Sunday, October 28, 2012

Sneak Preview of The Twelve Clues of Christmas, part 3

I hope you enjoyed sneak peeks one and two.
Did I mention that the book includes a compendium of Christmas recipes, games, traditions?
English villages are definitely strange and have plenty of weird customs. This village is among the stranger ones...

Here is sneak peek number  three... Enjoy.

The Twelve Clues of Christmas. Sneak Preview 3.
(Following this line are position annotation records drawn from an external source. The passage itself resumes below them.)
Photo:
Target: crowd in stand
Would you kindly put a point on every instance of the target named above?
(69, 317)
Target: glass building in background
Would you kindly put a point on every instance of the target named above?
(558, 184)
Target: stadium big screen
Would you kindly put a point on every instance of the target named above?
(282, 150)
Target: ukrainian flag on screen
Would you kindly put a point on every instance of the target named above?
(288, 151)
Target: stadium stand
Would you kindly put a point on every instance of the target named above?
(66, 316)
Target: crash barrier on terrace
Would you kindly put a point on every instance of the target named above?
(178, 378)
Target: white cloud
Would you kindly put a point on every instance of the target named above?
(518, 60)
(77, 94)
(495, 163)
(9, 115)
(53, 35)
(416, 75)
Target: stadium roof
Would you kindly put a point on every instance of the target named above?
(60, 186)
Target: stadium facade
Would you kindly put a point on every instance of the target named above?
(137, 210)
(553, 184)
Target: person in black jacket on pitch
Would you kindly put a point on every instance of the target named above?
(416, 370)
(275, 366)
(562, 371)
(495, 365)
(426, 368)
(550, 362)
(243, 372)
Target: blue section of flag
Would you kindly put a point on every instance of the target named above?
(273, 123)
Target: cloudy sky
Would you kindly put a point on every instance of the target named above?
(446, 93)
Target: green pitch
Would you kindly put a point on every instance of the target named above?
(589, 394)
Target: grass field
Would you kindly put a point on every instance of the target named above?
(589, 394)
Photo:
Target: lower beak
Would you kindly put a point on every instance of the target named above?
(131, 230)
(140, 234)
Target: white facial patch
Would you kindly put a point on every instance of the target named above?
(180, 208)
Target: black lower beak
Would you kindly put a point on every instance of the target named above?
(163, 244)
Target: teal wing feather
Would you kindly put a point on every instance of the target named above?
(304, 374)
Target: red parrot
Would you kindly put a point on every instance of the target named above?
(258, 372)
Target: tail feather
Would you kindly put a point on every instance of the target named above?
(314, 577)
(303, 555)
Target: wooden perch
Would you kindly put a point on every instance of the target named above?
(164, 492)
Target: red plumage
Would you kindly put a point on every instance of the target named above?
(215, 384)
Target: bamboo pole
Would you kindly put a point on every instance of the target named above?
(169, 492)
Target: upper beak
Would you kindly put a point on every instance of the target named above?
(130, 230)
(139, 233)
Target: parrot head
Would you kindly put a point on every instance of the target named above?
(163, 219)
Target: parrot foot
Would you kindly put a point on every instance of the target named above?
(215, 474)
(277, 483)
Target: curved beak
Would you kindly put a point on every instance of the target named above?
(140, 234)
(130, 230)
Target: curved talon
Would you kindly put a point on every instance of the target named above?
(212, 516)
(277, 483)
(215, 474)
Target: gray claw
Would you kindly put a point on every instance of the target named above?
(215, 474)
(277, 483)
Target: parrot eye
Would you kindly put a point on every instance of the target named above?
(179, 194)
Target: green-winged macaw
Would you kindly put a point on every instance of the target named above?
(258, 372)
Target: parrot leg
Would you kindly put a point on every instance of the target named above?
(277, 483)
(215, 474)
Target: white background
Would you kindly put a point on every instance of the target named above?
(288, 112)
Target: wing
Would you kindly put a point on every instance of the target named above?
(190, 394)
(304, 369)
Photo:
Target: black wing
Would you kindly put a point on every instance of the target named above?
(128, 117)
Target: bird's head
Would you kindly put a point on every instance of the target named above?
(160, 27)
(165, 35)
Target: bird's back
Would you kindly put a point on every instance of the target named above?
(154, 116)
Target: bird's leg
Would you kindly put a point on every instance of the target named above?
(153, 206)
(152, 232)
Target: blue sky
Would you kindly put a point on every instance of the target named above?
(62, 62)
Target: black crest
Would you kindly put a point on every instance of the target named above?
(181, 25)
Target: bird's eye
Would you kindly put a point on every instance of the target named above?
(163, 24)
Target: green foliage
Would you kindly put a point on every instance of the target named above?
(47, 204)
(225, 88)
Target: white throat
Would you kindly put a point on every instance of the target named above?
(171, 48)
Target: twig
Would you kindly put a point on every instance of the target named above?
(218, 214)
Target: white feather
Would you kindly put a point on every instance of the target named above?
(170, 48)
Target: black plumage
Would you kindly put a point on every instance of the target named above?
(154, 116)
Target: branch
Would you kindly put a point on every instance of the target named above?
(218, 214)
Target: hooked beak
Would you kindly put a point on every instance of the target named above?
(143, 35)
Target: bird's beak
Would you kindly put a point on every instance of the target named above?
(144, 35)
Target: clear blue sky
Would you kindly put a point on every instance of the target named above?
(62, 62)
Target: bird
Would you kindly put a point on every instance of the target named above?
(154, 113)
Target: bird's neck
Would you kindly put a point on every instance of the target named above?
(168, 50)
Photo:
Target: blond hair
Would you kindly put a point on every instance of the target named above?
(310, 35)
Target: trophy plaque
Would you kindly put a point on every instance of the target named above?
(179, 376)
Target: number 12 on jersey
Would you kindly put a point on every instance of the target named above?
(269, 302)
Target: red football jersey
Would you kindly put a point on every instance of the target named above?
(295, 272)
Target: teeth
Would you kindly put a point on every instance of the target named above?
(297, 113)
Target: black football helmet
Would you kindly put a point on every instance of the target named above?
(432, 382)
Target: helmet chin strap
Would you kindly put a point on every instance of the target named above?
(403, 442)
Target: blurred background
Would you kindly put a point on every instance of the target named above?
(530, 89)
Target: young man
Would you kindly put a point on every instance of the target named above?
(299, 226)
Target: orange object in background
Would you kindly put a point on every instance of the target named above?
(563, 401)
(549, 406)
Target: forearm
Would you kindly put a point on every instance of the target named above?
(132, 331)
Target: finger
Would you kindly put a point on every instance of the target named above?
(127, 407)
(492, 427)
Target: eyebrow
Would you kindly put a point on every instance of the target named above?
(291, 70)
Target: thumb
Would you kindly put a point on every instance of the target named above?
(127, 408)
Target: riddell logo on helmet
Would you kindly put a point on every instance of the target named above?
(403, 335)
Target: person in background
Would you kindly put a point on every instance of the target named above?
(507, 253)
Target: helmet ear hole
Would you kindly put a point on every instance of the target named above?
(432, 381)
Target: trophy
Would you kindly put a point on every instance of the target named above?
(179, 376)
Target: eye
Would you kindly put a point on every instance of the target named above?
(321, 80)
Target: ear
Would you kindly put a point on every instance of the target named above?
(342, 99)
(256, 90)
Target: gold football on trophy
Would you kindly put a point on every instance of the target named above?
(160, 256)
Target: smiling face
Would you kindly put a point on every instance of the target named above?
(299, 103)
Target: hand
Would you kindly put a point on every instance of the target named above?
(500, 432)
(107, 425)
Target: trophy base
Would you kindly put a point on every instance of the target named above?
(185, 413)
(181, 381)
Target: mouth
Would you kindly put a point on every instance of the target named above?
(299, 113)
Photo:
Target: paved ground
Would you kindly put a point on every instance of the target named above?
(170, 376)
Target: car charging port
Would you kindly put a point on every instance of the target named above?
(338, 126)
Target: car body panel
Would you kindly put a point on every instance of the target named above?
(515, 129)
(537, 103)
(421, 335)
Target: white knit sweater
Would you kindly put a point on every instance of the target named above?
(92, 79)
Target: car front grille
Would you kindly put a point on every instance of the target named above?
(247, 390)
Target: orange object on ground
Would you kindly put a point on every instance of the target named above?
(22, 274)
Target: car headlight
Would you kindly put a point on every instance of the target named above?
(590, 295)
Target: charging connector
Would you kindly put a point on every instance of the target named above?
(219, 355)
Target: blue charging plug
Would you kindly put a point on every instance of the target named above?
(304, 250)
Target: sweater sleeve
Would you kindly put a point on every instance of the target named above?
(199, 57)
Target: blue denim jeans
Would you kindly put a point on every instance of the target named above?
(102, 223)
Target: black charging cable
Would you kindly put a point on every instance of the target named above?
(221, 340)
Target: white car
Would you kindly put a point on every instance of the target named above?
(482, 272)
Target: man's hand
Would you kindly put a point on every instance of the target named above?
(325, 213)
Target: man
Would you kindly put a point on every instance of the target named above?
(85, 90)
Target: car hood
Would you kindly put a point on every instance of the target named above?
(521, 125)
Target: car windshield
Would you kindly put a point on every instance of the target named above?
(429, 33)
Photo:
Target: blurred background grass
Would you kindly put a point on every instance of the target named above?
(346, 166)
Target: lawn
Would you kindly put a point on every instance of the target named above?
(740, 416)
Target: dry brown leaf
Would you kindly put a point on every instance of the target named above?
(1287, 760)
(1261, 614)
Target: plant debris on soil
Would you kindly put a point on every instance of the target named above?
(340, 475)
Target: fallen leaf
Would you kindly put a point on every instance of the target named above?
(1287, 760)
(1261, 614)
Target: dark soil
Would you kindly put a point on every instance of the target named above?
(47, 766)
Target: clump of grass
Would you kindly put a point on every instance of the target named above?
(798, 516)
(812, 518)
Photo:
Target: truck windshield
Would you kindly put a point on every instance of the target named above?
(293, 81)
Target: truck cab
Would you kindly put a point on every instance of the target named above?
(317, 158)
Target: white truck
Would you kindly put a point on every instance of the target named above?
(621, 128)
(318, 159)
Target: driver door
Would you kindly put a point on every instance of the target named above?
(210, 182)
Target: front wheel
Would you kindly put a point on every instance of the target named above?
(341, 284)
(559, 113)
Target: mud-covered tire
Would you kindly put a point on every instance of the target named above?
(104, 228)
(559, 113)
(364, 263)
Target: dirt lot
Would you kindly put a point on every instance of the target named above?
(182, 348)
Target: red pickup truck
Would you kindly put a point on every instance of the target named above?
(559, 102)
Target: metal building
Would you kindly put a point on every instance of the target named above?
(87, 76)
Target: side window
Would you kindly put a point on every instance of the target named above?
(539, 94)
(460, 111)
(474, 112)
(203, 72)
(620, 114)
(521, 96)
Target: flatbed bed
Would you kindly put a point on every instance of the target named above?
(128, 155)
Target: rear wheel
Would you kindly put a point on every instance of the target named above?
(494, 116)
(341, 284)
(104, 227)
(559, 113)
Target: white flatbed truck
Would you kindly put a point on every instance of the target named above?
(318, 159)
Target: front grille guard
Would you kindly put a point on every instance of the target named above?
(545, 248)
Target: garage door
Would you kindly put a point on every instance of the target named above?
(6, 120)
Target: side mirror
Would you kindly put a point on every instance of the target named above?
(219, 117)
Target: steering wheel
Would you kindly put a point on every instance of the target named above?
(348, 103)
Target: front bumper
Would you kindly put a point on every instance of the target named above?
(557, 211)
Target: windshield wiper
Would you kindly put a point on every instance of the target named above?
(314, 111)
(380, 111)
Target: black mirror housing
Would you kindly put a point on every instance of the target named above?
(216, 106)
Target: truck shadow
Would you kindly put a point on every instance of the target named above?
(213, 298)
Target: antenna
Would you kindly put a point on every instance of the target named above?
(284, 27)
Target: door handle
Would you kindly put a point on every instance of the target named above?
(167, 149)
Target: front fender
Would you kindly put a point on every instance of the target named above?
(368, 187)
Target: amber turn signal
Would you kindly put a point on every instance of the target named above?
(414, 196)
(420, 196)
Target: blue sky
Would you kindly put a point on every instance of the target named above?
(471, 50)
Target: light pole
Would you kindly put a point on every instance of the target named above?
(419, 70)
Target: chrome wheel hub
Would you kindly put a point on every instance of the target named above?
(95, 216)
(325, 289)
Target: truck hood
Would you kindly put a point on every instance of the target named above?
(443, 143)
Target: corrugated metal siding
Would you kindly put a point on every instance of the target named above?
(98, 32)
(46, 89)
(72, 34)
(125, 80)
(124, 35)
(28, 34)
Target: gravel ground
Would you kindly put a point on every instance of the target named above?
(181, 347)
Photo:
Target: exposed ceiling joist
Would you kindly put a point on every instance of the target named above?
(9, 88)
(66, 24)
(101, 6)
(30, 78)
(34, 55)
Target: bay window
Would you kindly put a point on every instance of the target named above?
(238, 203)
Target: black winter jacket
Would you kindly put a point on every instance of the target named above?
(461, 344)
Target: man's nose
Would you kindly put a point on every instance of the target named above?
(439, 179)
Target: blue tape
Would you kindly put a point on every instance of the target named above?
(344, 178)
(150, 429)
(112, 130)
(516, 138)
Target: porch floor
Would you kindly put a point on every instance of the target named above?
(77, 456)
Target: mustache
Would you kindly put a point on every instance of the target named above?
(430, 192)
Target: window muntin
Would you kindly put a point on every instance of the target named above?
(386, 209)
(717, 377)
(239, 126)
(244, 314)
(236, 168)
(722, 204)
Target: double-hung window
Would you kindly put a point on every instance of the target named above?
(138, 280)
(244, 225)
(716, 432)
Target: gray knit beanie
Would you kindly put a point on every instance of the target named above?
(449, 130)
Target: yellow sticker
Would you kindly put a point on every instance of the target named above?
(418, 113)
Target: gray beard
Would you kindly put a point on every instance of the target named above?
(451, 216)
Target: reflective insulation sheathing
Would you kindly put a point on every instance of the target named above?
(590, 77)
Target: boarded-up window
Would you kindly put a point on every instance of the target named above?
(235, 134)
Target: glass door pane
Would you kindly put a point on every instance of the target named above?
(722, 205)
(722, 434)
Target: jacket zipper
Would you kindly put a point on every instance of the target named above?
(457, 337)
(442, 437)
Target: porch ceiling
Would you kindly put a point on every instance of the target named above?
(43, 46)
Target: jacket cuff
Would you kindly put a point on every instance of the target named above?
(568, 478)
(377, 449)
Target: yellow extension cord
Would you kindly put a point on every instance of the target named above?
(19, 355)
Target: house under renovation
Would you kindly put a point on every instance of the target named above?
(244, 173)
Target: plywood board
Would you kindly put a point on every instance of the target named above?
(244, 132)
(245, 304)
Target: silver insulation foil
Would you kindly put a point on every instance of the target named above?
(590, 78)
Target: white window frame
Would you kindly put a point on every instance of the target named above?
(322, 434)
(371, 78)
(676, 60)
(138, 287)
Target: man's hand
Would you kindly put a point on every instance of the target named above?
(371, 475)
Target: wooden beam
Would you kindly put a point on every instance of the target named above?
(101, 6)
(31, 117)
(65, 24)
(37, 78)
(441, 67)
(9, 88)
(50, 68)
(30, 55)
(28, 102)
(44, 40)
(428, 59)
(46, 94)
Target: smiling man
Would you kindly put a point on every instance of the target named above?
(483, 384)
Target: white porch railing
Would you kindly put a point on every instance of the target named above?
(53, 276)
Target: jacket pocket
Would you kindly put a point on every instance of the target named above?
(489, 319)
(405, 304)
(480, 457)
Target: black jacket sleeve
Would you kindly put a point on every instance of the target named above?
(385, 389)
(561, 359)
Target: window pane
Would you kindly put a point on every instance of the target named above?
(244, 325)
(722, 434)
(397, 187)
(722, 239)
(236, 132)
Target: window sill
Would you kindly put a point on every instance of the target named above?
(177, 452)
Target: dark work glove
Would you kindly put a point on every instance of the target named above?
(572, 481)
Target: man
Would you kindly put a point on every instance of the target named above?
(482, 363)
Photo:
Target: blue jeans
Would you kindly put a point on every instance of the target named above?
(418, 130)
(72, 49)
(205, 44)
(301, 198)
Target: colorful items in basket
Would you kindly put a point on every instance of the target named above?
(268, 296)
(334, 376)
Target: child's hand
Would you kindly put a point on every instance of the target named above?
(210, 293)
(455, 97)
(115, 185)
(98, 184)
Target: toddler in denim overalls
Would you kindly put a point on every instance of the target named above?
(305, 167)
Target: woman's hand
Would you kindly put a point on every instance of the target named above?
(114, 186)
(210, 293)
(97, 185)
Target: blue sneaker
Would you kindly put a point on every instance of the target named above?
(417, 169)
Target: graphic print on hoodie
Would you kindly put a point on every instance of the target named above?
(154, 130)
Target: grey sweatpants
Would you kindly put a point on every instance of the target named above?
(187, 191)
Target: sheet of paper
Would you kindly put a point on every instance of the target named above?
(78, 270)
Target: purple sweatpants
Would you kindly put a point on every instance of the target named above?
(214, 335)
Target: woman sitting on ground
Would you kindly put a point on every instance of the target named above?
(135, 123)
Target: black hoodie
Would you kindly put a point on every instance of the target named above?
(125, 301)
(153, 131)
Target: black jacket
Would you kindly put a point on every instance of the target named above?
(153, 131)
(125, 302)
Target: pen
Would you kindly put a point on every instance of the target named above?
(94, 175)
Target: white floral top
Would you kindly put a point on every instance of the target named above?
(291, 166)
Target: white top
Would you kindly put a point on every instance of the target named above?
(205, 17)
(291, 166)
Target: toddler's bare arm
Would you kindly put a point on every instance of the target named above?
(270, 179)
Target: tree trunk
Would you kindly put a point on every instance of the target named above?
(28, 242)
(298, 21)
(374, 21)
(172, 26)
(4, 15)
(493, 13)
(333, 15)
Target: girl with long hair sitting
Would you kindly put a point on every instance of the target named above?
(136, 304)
  As we came out of the gates and into the village we noticed several groups of villagers, standing in tight knots, talking animatedly. A cluster of men outside the pub glanced furtively in our direction, then went back to their chatter. There was something unnerving about this, a tension in the air as if something was being plotted. Bunty didn’t seem to notice there was anything odd in their behavior.
            “So here’s the sum total of Tiddleton-Under-Lovey,” she said. “One pub, two shops, one school, one church on the green and a few cottages.”
            “What about that nicer house beside the school? I asked. “Is that where the schoolmaster lives?”
            “Oh no, he has a cottage on the Widdecombe road. That house belongs to the Missess ffrench-Finch. Three elderly sisters who have lived there all their lives. Their father left them quite well off and they never married. We used to call them the Three Weird Sisters and spy on them when we were growing up. You’ll meet them over Christmas, I’m sure. Mummy always invites them to Christmas lunch.”
            “And what about the pub?” I asked, looking at the sign swinging in the chill morning breeze. “The Hag and Hounds? What’s that about?”
            “Local history.” Bunty grinned. “We had a local witch you know. Back in the seventeen hundreds. They wanted to catch her and bring her to trial, but she escaped onto the moor. They chased her to the top of Lovey Tor with a pack of hounds and then burned her at the stake. We have a festival to celebrate it every New Year’s Eve. You’ll be able to see just how primitive we are down here in Devon.  This way.”